Fungal diseases range from relatively minor superficial and mucosal infections to severe, life-threatening systemic infections. Delayed diagnosis and treatment can lead to poor patient outcomes and high medical costs. The overall burden of fungal diseases in the United States is challenging to quantify because they are likely substantially underdiagnosed.
To estimate total national direct medical costs associated with fungal diseases from a healthcare payer perspective, we used insurance claims data from the Truven Health MarketScan® 2014 Research Databases, combined with hospital discharge data from the 2014 Healthcare Cost and Utilization Project National Inpatient Sample and outpatient visit data from the 2005–2014 National Ambulatory Medical Care Survey and the National Hospital Ambulatory Medical Care Survey. All costs were adjusted to 2017 dollars.

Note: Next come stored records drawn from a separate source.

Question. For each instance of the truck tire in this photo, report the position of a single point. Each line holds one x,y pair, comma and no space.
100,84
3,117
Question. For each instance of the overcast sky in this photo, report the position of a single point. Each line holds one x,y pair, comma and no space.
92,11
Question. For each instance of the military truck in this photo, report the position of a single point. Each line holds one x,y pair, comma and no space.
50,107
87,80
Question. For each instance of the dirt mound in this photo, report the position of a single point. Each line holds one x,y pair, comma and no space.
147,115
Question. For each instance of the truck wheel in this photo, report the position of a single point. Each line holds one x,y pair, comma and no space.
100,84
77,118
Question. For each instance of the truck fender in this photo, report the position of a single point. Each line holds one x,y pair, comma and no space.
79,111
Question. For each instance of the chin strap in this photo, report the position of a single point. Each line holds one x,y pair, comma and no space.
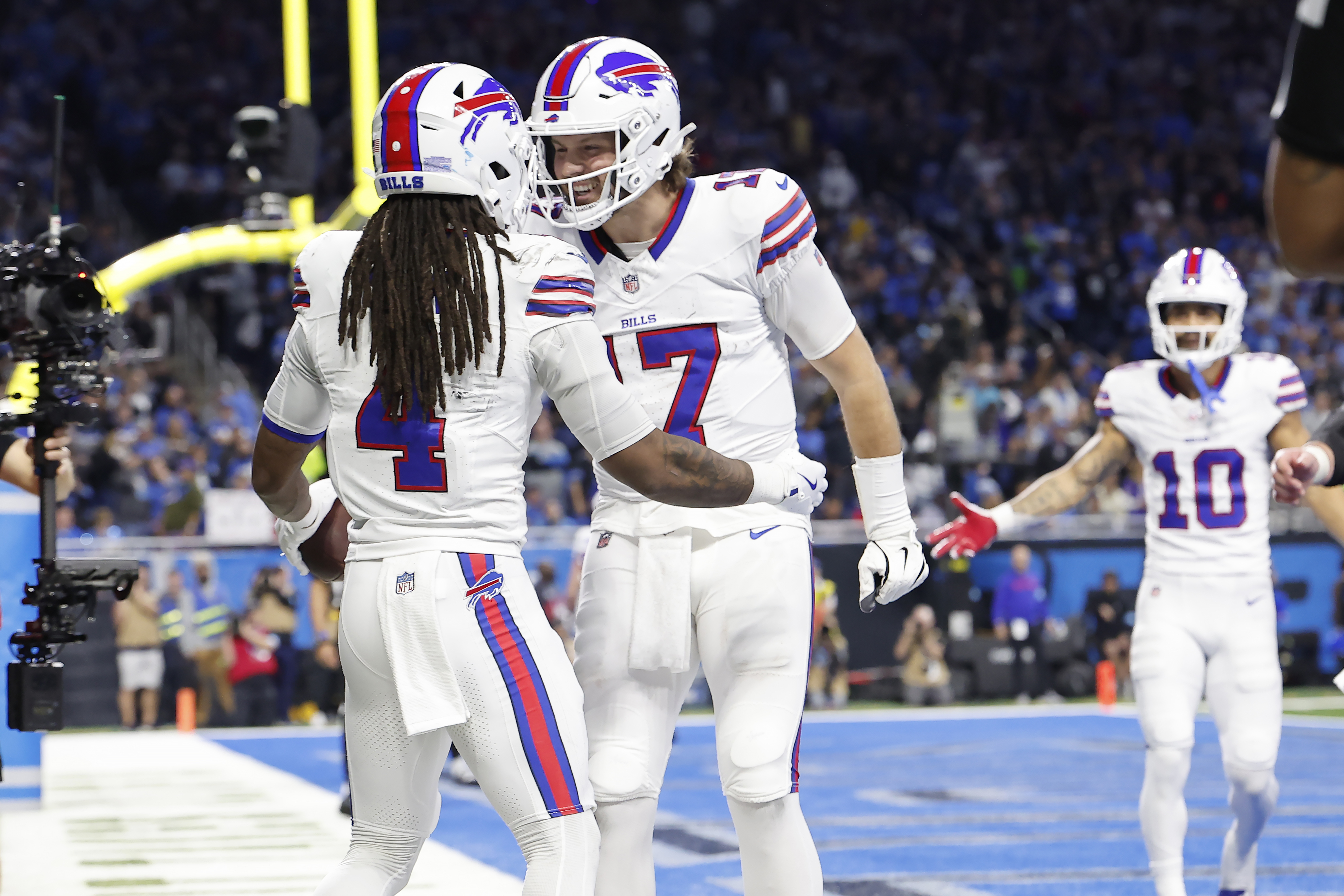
1207,394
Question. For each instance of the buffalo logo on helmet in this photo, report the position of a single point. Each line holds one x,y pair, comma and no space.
488,589
635,74
490,97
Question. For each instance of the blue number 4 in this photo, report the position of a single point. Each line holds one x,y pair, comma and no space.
418,443
699,346
1171,518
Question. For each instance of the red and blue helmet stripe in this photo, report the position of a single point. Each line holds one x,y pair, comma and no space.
302,299
1194,267
560,85
533,711
398,147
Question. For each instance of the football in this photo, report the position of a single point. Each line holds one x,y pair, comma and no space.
326,551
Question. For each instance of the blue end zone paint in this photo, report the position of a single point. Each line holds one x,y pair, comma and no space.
1010,805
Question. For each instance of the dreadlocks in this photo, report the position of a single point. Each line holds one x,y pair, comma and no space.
418,252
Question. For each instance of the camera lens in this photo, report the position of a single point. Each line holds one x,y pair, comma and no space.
77,301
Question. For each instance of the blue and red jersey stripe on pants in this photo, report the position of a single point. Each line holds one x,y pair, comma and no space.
532,706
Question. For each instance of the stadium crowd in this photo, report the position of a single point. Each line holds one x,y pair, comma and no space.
995,186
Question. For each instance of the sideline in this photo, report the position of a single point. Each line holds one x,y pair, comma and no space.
172,815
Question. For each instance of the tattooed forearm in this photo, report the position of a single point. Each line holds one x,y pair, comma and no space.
675,471
694,476
1070,484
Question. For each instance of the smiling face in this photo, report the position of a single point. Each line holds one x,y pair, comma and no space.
1193,315
577,155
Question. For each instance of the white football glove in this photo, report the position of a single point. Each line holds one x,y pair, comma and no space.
291,535
890,569
794,483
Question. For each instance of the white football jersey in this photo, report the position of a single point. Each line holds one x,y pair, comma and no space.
695,327
455,481
1206,476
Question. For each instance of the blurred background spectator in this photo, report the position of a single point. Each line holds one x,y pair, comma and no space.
251,656
1109,617
1021,613
140,656
921,651
270,608
828,679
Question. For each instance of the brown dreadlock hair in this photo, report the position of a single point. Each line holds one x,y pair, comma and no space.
413,252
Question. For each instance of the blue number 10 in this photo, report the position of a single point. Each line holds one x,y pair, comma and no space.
1171,518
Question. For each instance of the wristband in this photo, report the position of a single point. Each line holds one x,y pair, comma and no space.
1331,434
767,483
308,524
1006,519
1324,467
881,483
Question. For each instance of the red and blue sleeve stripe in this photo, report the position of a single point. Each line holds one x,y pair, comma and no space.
796,210
777,221
579,285
286,433
561,297
1292,390
302,299
558,308
537,726
775,254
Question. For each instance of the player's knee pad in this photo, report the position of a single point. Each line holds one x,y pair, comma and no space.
1166,769
620,772
1251,750
1256,784
392,852
561,854
757,742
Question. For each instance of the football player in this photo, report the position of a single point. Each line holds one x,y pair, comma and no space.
697,284
1201,422
421,349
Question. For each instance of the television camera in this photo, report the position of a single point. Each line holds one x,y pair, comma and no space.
53,314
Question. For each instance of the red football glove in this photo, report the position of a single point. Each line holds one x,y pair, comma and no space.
968,534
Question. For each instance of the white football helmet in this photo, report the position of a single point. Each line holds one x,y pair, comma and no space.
1198,276
607,85
450,128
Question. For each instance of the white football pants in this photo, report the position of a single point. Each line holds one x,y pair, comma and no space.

We estimate that fungal diseases cost more than $7.2 billion in 2017, including $4.5 billion from 75,055 hospitalizations and $2.6 billion from 8,993,230 outpatient visits. Hospitalizations for Candida infections (n=26,735, total cost $1.4 billion) and Aspergillus infections (n=14,820, total cost $1.2 billion) accounted for the highest total hospitalization costs of any disease. Over half of outpatient visits were for dermatophyte infections (4,981,444 visits, total cost $802 million), and 3,639,037 visits occurred for non-invasive candidiasis (total cost $1.6 billion).
Fungal diseases impose a considerable economic burden on the healthcare system. Our results likely under-estimate their true costs because they are underdiagnosed. More comprehensive estimates of the public health impact of these diseases are needed to improve their recognition, prevention, diagnosis, and treatment.